CREATE TABLE sales (
id SERIAL PRIMARY KEY,
event_date DATE,
customer VARCHAR,
orderID VARCHAR,
sales_volume DECIMAL
);
INSERT INTO sales
(event_date, customer, orderID, sales_volume)
VALUES
('2020-01-08', 'Customer_A', 'Order_001', '130'),
('2020-01-12', 'Customer_A', 'Order_002', '120'),
('2020-01-22', 'Customer_A', 'Order_003', '115'),
('2020-01-22', 'Customer_C', 'Order_001', '300'),
('2020-01-23', 'Customer_C', 'Order_002', '500'),
('2020-04-08', 'Customer_B', 'Order_001', '325'),
('2020-04-12', 'Customer_B', 'Order_002', '875'),
('2020-04-15', 'Customer_B', 'Order_003', '910'),
('2020-04-20', 'Customer_B', 'Order_004', '723'),
('2020-04-30', 'Customer_C', 'Order_003', '665'),
('2020-06-01', 'Customer_B', 'Order_005', '982'),
('2020-06-15', 'Customer_B', 'Order_006', '100'),
('2020-06-19', 'Customer_C', 'Order_004', '250'),
('2020-06-20', 'Customer_C', 'Order_005', '322'),
('2020-06-25', 'Customer_A', 'Order_004', '445');
Exptected Result:
customer | orderid | event_date | sales_volume -------------|---------------|--------------------|---------------------- Customer_A | Order_001 | 2020-01-08 | 130 Customer_A | Order_003 | 2020-01-22 | 115 Customer_C | Order_002 | 2020-01-23 | 500 Customer_C | Order_001 | 2020-01-22 | 300 -------------|---------------|--------------------|------------------------ Customer_B | Order_002 | 2020-04-12 | 875 Customer_B | Order_003 | 2020-04-15 | 910 Customer_C | Order_003 | 2020-04-30 | 665 -------------|---------------|--------------------|------------------------ Customer_A | Order_004 | 2020-06-25 | 445 Customer_B | Order_005 | 2020-06-01 | 982 Customer_B | Order_006 | 2020-06-15 | 100 Customer_C | Order_005 | 2020-06-20 | 322 Customer_C | Order_004 | 2020-06-19 | 250
I have a huge database and need to extract some data from it for a case study.

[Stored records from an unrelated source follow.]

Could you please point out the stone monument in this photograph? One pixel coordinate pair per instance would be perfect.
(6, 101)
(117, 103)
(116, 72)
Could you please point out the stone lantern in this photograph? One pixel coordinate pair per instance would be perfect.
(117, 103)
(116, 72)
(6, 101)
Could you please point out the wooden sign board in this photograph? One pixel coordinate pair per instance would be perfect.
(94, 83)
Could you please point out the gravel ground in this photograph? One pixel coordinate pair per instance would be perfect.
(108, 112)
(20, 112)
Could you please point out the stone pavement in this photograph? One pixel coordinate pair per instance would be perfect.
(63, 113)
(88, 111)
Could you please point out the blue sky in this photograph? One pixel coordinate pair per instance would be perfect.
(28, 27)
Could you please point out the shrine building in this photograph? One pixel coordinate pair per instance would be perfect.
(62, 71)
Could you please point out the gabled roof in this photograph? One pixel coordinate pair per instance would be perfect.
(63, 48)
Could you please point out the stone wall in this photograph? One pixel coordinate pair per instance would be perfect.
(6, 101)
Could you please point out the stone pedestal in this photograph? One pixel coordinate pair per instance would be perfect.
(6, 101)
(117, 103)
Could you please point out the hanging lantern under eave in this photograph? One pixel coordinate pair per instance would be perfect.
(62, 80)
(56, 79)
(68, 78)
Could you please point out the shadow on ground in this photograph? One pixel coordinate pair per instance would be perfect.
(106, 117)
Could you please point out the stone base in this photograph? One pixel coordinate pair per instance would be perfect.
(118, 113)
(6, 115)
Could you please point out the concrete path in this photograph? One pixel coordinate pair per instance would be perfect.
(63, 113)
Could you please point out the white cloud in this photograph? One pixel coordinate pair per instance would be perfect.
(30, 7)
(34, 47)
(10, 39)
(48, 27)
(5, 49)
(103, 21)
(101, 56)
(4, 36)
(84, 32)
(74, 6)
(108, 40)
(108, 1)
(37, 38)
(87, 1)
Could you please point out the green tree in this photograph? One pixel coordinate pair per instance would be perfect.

The problem is that I need to extract the full year of the data because I want to be able to conduct a monthly analysis in the case study. Therefore, I can not limit the extract with dates or LIMIT.
Thus, my idea to solve this issue is a query which extracts randomly maximal two orders per customer per month.
Do you have any idea if this is possible?
If yes, how do I need to modify the below query?
SELECT s.customer, s.orderID, s.event_date, SUM(s.sales_volume) AS sales_volume FROM sales s GROUP BY 1,2,3 ORDER BY 1,2,3;
Advertisement
Answer
Thus, my idea to solve this issue is a query which extracts randomly maximal two orders per customer per month.
You can use:
select s.*
from (select s.*,
row_number() over (partition by customer, date_trunc('month', event_date) order by random()) as seqnum
from sales s
) s
where seqnum <= 2;
To be honest, though, for analytic purposes, I would prefer to take a random sample of customers — say 1% or 5% — and all the transactions for them.